Na minha cabeça, o Rubinho correndo pela Stewart branca é uma lembrança clara, vejam só. E só os psicopatas não se comoveram com a felicidade genuína e a sambadinha desengonçada depois de cada uma das 11 vitórias. Mas não tinha jeito, o alemão era foda demais. Sinto muito pelo estado de saúde dele, que não poderá entrevistar Hamilton quando igualar os incríveis sete títulos mundiais. Sete, vê se pode? Nos tempos áureos, eu também acompanhava as fartas transmissões das rádios. Odinei Edson na Bandeirantes, seu irmão Oscar Ulisses na Globo, Téo José na Jovem Pan. Eu devo gostar bastante, mesmo, de Fórmula 1.

Deve ter sido lá por 2000 ou 2001 que uma loja de carros aqui da cidade expôs o carro da Ferrari dirigido pelo Schumi na temporada 1996. Fui lá com meu pai dar uma olhada. Num tempo em que nem sonhávamos com câmeras em celulares, uma foto ao lado da relíquia custava 50 reais. Eram tempos duros, não tínhamos essa fortuna.

Trabalhei por cinco anos na Petrobras, na época que a empresa ainda patrocinava a McLaren. Todo ano, na semana do GP Brasil, havia um sorteio para ingressos em bons lugares no autódromo de Interlagos.
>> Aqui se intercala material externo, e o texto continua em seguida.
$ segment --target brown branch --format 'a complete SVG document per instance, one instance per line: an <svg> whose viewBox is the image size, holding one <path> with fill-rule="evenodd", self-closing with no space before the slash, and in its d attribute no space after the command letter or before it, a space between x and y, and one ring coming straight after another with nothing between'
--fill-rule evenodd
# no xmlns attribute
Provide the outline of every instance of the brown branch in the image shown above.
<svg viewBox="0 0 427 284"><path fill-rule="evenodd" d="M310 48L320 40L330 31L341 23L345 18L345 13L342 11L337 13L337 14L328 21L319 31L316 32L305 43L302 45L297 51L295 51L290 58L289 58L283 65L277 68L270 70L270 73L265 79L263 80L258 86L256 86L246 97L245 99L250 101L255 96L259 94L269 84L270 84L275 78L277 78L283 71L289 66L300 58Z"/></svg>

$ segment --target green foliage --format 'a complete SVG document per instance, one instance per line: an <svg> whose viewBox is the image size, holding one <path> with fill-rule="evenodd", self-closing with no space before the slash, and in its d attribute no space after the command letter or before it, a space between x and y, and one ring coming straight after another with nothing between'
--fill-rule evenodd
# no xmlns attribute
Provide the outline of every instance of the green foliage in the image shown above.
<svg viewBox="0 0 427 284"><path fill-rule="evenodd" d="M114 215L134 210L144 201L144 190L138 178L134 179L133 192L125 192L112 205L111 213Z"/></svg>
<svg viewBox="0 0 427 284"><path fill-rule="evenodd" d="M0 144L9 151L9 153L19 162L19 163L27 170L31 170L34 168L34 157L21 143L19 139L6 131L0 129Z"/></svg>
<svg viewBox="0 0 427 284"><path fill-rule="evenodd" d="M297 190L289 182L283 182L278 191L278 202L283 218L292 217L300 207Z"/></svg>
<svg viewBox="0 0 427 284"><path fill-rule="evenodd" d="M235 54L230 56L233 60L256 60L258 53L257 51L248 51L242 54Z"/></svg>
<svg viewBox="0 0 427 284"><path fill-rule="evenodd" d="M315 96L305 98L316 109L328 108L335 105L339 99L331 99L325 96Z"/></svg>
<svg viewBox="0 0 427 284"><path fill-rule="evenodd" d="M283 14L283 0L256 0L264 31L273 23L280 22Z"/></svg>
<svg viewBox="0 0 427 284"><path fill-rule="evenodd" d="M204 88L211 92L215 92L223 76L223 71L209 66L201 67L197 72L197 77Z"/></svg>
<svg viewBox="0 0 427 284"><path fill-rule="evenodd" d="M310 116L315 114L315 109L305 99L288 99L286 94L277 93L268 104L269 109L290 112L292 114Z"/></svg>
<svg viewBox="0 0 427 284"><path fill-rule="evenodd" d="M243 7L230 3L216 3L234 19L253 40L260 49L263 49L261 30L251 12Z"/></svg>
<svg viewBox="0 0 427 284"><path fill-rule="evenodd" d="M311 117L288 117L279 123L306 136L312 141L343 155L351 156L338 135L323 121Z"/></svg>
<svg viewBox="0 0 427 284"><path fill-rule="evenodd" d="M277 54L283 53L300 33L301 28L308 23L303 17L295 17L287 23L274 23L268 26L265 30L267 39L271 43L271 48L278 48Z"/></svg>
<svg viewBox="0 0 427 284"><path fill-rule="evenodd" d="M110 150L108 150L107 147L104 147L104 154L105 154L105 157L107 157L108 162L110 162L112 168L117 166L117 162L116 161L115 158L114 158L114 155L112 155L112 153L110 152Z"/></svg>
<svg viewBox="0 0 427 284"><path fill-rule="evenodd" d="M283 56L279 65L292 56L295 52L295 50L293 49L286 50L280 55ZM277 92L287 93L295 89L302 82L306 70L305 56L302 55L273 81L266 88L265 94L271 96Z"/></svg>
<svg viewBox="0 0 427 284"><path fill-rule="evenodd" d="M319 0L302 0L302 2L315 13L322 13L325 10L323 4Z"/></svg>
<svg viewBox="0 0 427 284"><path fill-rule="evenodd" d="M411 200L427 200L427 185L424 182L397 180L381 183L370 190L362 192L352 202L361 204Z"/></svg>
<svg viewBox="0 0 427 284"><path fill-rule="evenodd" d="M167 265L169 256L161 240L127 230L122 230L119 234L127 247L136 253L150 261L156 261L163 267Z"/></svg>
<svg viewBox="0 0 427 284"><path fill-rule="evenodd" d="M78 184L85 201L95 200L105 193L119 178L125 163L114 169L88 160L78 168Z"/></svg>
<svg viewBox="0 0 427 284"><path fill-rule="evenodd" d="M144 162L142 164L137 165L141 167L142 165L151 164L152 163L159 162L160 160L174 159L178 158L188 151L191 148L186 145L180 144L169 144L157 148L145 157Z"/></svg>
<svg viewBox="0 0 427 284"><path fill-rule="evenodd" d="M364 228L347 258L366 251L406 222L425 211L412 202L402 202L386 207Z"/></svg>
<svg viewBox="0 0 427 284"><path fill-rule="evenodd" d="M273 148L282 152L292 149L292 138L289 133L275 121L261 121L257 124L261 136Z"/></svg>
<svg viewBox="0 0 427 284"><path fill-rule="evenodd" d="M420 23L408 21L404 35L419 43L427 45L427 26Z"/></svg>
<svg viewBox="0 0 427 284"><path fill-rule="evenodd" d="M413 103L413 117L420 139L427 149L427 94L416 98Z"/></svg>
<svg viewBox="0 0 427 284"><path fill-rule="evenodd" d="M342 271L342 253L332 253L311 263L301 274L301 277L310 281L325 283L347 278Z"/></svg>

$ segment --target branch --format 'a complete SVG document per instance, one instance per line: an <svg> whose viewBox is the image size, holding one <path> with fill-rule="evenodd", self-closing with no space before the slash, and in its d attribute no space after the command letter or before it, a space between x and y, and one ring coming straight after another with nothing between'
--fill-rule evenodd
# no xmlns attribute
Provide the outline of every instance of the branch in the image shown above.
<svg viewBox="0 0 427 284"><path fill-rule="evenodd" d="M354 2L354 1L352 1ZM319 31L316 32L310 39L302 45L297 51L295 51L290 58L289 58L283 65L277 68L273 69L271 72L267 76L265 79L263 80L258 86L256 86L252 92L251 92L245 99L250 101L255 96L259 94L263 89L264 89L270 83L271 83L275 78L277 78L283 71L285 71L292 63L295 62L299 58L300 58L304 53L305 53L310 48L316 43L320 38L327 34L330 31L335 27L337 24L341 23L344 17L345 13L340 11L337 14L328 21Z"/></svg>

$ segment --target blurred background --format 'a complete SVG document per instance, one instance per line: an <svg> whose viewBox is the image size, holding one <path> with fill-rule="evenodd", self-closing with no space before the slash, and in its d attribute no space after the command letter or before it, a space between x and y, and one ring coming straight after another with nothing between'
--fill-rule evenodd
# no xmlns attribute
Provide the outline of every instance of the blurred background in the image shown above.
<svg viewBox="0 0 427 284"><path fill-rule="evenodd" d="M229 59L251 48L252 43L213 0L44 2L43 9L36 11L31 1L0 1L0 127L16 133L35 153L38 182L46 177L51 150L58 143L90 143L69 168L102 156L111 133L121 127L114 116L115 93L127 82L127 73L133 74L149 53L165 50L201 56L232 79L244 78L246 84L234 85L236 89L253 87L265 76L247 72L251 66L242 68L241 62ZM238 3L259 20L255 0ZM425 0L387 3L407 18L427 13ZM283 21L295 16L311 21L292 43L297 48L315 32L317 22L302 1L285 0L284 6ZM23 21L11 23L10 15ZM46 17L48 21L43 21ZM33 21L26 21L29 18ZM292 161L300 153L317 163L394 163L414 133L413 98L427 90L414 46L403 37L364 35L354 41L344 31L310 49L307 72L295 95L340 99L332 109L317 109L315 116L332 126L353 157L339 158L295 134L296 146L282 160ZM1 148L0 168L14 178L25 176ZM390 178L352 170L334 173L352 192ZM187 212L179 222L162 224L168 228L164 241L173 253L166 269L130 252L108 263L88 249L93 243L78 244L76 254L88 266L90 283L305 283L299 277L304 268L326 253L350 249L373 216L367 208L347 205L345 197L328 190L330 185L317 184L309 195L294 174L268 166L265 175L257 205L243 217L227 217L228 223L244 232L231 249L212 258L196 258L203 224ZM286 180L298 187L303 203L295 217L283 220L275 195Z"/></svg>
Eu não acreditava muito que pudesse conseguir. Sou pé frio, mas tentei a sorte em 2012. E 2013. E 2014. E 2015. E saí da empresa em em setembro de 2016. Claro que nunca ganhei nada.

Nunca fui a um autódromo e no tempo que tive um carro, percebi que não sou muito chegado em dirigir. Mas gosto de corridas, não sei o porquê. Tem gente que insiste em dizer que “a Fórmula 1 acabou em 1994 quando o Senna morreu” ou que “corrida de carro é muito chato”. Mau gosto não se discute.

O Fernando Henrique e o Júlio Felipe são os amigos com quem mais converso sobre Fórmula 1. Apesar dos nomes de aristocratas, são gente da gente. Um é tarado por automobilismo, o outro é Ferrarista de carteirinha. Os dois são #TeamHamilton ou Hamilters, como costumam falar.

Essa semana, fiquei bem feliz porque o gigante Everaldo Marques narrará a corrida de domingo na Globo. Ele é ótimo. Também é ótimo acompanhar a história acontecendo. Foi assim com o Schumi. E está sendo ainda melhor ver o Hamilton vencendo e se posicionando. Para mim, já é o maior de todos os tempos na categoria. Talvez, o atleta mais relevante do século.

E espero, sinceramente, que no ano que vem a gente consiga ver numa tevê daqui, seja aberta ou fechada, o britânico fazendo ainda mais história. Quem sabe, assim, eu crie novas memórias para outro texto despretensioso sobre corridas de carros.